Na lúcida contramão do hype sobre a usina nuclear de Zaporizhia

Lady Bhārani  – 06 de julho de 2023

Em mais uma análise madura e comedida, Andrei Martyanov – corroborando algo que Quantum Bird já nos havia comentado – afirma que sim, seria possível, mas muito pouco provável a iminente false flag ucraniana na maior usina nuclear da Europa, em Zaporizhia. 

A Operação Militar Especial (OME) russa na antiga Ucrânia, iniciada em 24 de fevereiro do ano passado, já alterou e continua alterando de forma significativa as peças do tabuleiro geopolítico internacional. É bom lembrar que a antiga Ucrânia luta agora, em sua tão alardeada e inócua contraofensiva[1], valendo-se de seu quinto “exército”[2], tendo sido todos os anteriores (formados às pencas inclusive por mercenários de várias nacionalidades) praticamente dizimados pela Rússia.

A essa altura, fica cada vez mais claro que tanto atentados terroristas ambientais – como a destruição dos Nord Stream 1 e 2, o bombardeamento do gasoduto de amônia (fertilizante) russo-ucraniano e o rompimento da barragem da hidrelétrica de Khakovka – bem como a vigência do 11º pacote de sanções da UE contra a Federação Russa, o envio de armamentos bélicos via OTAN – sejam HIMARs, javelins ou tanques Leopards, sejam mísseis Storm Shadow ou Patriots, sejam caças F-16s – enfim, nenhuma dessas promessas belicistas de facto imprimiu alguma mudança significativa ou sequer desafiou a supremacia da artilharia na linha de contato e no controle do espaço aéreo russos na extensa linha do front.

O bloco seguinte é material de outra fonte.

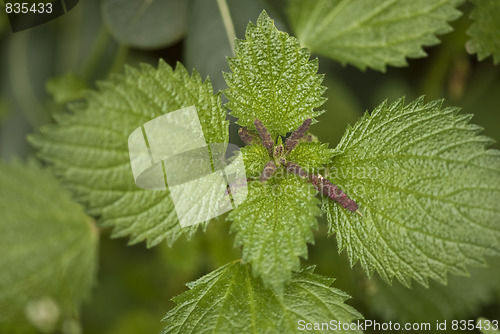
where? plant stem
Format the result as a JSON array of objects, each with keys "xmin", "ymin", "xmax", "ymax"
[{"xmin": 217, "ymin": 0, "xmax": 236, "ymax": 55}]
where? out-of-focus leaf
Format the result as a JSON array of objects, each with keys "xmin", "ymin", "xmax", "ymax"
[
  {"xmin": 45, "ymin": 72, "xmax": 88, "ymax": 104},
  {"xmin": 466, "ymin": 0, "xmax": 500, "ymax": 64},
  {"xmin": 0, "ymin": 163, "xmax": 98, "ymax": 330},
  {"xmin": 30, "ymin": 61, "xmax": 228, "ymax": 247},
  {"xmin": 366, "ymin": 258, "xmax": 500, "ymax": 322},
  {"xmin": 102, "ymin": 0, "xmax": 187, "ymax": 49}
]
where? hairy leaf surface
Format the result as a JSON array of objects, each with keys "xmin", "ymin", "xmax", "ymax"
[
  {"xmin": 288, "ymin": 0, "xmax": 462, "ymax": 71},
  {"xmin": 323, "ymin": 98, "xmax": 500, "ymax": 286},
  {"xmin": 228, "ymin": 176, "xmax": 320, "ymax": 291},
  {"xmin": 30, "ymin": 61, "xmax": 228, "ymax": 246},
  {"xmin": 224, "ymin": 11, "xmax": 326, "ymax": 136},
  {"xmin": 163, "ymin": 261, "xmax": 362, "ymax": 334},
  {"xmin": 466, "ymin": 0, "xmax": 500, "ymax": 64},
  {"xmin": 0, "ymin": 162, "xmax": 98, "ymax": 323}
]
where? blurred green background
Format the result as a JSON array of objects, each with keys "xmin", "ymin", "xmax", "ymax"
[{"xmin": 0, "ymin": 0, "xmax": 500, "ymax": 334}]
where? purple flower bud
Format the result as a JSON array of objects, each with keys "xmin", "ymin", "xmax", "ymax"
[
  {"xmin": 253, "ymin": 118, "xmax": 274, "ymax": 156},
  {"xmin": 260, "ymin": 161, "xmax": 276, "ymax": 182},
  {"xmin": 285, "ymin": 118, "xmax": 312, "ymax": 152},
  {"xmin": 238, "ymin": 128, "xmax": 255, "ymax": 145}
]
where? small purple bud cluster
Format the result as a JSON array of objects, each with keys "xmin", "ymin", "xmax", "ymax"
[{"xmin": 238, "ymin": 118, "xmax": 361, "ymax": 214}]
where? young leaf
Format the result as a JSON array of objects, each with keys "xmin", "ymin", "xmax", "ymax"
[
  {"xmin": 0, "ymin": 162, "xmax": 98, "ymax": 325},
  {"xmin": 224, "ymin": 11, "xmax": 326, "ymax": 136},
  {"xmin": 30, "ymin": 61, "xmax": 228, "ymax": 247},
  {"xmin": 162, "ymin": 261, "xmax": 362, "ymax": 334},
  {"xmin": 288, "ymin": 0, "xmax": 463, "ymax": 72},
  {"xmin": 228, "ymin": 175, "xmax": 320, "ymax": 292},
  {"xmin": 323, "ymin": 98, "xmax": 500, "ymax": 286},
  {"xmin": 466, "ymin": 0, "xmax": 500, "ymax": 64}
]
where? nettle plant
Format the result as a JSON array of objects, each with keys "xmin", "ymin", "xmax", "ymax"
[{"xmin": 0, "ymin": 0, "xmax": 500, "ymax": 333}]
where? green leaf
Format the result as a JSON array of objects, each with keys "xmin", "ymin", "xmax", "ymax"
[
  {"xmin": 45, "ymin": 72, "xmax": 88, "ymax": 103},
  {"xmin": 466, "ymin": 0, "xmax": 500, "ymax": 64},
  {"xmin": 287, "ymin": 0, "xmax": 463, "ymax": 72},
  {"xmin": 102, "ymin": 0, "xmax": 187, "ymax": 49},
  {"xmin": 163, "ymin": 261, "xmax": 362, "ymax": 334},
  {"xmin": 224, "ymin": 11, "xmax": 326, "ymax": 136},
  {"xmin": 0, "ymin": 162, "xmax": 98, "ymax": 329},
  {"xmin": 30, "ymin": 61, "xmax": 228, "ymax": 247},
  {"xmin": 241, "ymin": 144, "xmax": 271, "ymax": 178},
  {"xmin": 183, "ymin": 0, "xmax": 274, "ymax": 92},
  {"xmin": 287, "ymin": 142, "xmax": 336, "ymax": 172},
  {"xmin": 365, "ymin": 258, "xmax": 500, "ymax": 322},
  {"xmin": 228, "ymin": 175, "xmax": 320, "ymax": 292},
  {"xmin": 323, "ymin": 98, "xmax": 500, "ymax": 286}
]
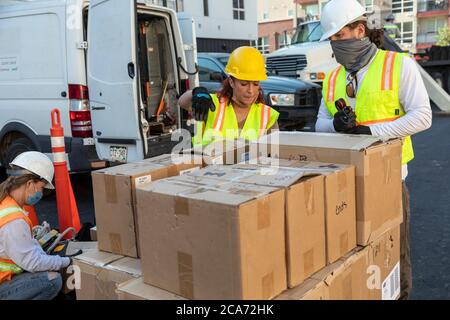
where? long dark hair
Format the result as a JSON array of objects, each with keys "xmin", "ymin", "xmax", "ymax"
[
  {"xmin": 0, "ymin": 174, "xmax": 41, "ymax": 202},
  {"xmin": 217, "ymin": 77, "xmax": 265, "ymax": 104},
  {"xmin": 347, "ymin": 21, "xmax": 384, "ymax": 48}
]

Ao contrário, um após o outro, gradualmente, todos esses armamentos subscreveram a si mesmos seu atestado de defasagem tecnológica (até vergonhosa, em vários casos) frente ao aparato mais avançado empregado pelos russos. Essa estratégia persistente escolhida pela OTAN, portanto, de tentar armar a antiga Ucrânia até os dentes tampouco causou fissuras na economia e sociedade russas. E muito menos acionou conflitos civis internos, como os que temos visto na França.

Nesse sentido, ao longo de toda a OME, os EUA e a UE já “enviaram” para a “antiga Ucrânia” mais de 80 bilhões de dólares. E, novamente, apesar do envio dessa copiosa quantia, um pífio resultado de avanços factuais, efetivos, das forças ucranianas no campo de batalha tem se repetido constatemente. No entanto, felizmente, parece que alguns setores da sociedade europeia iniciam uma tímida demonstração de estarem fartos da guerra. Após a aprovação por parte da EU sobre uma ajuda para a antiga Ucrânia de mais 50 bilhões de euros, entre 2024-27, o Primeiro-Ministro húngaro, Viktor Orban, há pouco disse que seu país só enviará mais subsídios para o conflito se a antiga Ucrânia provar para onde destinou todos os cerca de 70 bilhões de euros em fundos já recebidos da comunidade europeia.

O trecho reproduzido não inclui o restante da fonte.